Der Film "Hoyerswerda '91 – Eine Stadt, die Gewalt und ihre Aufarbeitung" rekonstruiert zum einen die Chronik der Ereignisse jener sieben Tage im September und ihrer Ursachen. Zum anderen wird er mit dem Blick von heute – 30 Jahre danach – auf den Umgang mit dem Fanal bis in die Jetztzeit eingehen. Von dem Stigma 1991 hat sich Hoyerswerda bis heute nur schwer erholen können, ist seit der Wiedervereinigung ohnehin eine gebeutelte Stadt, deren Bevölkerung von 70.000 auf knapp 30.000 Einwohner geschrumpft ist.

Welche Spuren haben die Ereignisse hinterlassen?

Der Film nimmt drei Generationen von "Hoyerswerdschen" in den Blick und schaut sich an, welche Spuren die Ereignisse des September 1991 in ihrem Leben hinterlassen und was sie selber mit diesem Erbe gemacht haben. Zudem wird der Film verstärkt auch aus der Perspektive der damaligen Opfer erzählen, die in letzten 30 Jahren zumeist unerzählt geblieben ist. Der Film rekonstruiert auch das damalige desaströse Krisenmanagement der sächsischen Behörden vor dem Hintergrund der damaligen Asyldebatte.

Bereits im Frühjahr 1991 waren die Vorboten der sich im Herbst bahnbrechenden Gewaltwelle unverkennbar. Sachsen verzeichnete im Monat Mai allein ein Drittel aller in Deutschland erfassten rechtsextremen Gewalttaten, ohne darauf adäquat zu reagieren. Für den Film erinnern sich verschiedene damals Beteiligte und Zeitzeugen noch einmal an die Wendezeit, die Ausschreitungen 1991 und den Umgang damit in den folgenden Jahrzehnten: Da sind David Macou, der als Vertragsarbeiter zwölf Jahre in der DDR lebte und über Nacht in seine Heimat Mosambik zurückkehren musste. Die Polizisten Jörg Schwirtznik und Rainer Schölzel, die als Streifenpolizist bzw. Hundertschaftsführer der Bereitschaftspolizei vor Ort völlig überfordert waren und sich von Vorgesetzten und der Politik weitgehend im Stich gelassen fühlten.
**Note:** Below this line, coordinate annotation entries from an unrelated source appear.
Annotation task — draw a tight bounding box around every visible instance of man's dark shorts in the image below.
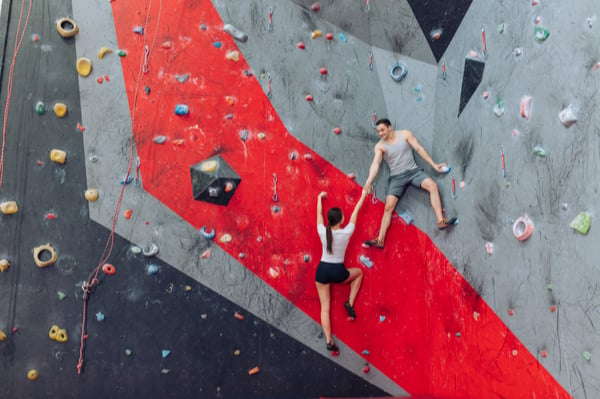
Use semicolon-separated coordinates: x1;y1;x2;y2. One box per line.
388;168;429;198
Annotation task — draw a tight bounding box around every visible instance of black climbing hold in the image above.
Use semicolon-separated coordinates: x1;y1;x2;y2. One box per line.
458;58;485;116
190;155;242;206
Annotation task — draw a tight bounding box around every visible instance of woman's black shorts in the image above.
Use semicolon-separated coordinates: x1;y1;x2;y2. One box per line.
315;261;350;284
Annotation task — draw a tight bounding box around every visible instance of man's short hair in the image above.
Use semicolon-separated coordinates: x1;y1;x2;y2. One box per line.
375;118;392;127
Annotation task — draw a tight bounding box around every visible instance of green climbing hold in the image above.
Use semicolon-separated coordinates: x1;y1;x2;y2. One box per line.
35;101;46;115
533;25;550;42
569;212;592;235
533;145;546;158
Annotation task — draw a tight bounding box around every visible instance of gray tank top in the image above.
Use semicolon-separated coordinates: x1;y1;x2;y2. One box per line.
383;133;417;176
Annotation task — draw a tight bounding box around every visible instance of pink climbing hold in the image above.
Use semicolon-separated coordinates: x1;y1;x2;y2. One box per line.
521;96;532;119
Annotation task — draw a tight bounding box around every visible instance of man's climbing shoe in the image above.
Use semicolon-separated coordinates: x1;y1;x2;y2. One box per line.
344;301;356;320
327;341;340;352
363;238;383;249
438;218;458;230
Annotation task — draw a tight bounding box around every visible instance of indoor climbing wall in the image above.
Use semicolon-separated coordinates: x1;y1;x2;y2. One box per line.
0;0;600;398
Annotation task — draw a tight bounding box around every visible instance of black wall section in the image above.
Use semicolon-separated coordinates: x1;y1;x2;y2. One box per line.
458;58;485;116
0;0;384;398
408;0;472;61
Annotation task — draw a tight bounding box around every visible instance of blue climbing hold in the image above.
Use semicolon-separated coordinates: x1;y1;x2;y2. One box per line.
175;104;190;115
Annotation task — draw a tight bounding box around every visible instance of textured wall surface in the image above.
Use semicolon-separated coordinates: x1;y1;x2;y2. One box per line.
0;0;600;398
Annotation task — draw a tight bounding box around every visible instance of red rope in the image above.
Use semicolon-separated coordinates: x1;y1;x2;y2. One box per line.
0;0;32;189
77;0;162;374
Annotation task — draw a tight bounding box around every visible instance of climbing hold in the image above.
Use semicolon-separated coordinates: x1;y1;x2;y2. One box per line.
175;104;189;115
35;101;46;115
494;97;504;118
219;233;233;244
56;18;79;38
83;188;100;202
142;243;158;258
533;25;550;42
558;104;577;127
75;57;92;77
102;263;117;276
513;214;534;241
569;212;592;235
223;24;248;43
0;201;19;215
389;62;408;82
152;136;167;144
225;50;240;62
98;47;112;60
200;226;215;240
398;210;412;226
360;255;373;269
54;103;67;118
521;95;532;119
56;328;69;344
33;243;58;267
27;369;40;381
Grit Lemke, aufgewachsen in Hoyerswerda, vor dem letzten noch vorhandenen Block des damaligen Vertragsarbeiterwohnheims. Sie wohnte in der gleichen Straße, wurde vom Angriff im benachbarten Jugendklub „Der Laden“ völlig überrascht. Über ihre Kindheit und den September 1991 hat sie nun ein Buch geschrieben, das im September erscheint: „Kinder von Hoy“.
Grit Lemke, aufgewachsen in Hoyerswerda, vor dem letzten noch vorhandenen Block des damaligen Vertragsarbeiterwohnheims. | Bild: MDR/SW-Film

Da ist Grit Lemke, Regisseurin und Autorin, aufgewachsen in Hoyerswerda, die die Ausschreitungen hautnah miterlebte und Hoyerswerda schließlich wegen der Dominanz der Rechten verließ. Heute beklagt sie das langanhaltende Schweigen und die fehlende Auseinandersetzung innerhalb der Stadt. Unter anderem kommt auch Gerhard Gundermann in Archivaufnahmen zu Wort, der "singende Baggerfahrer", der die Geschehnisse damals in zahlreichen Fernsehauftritten kommentierte.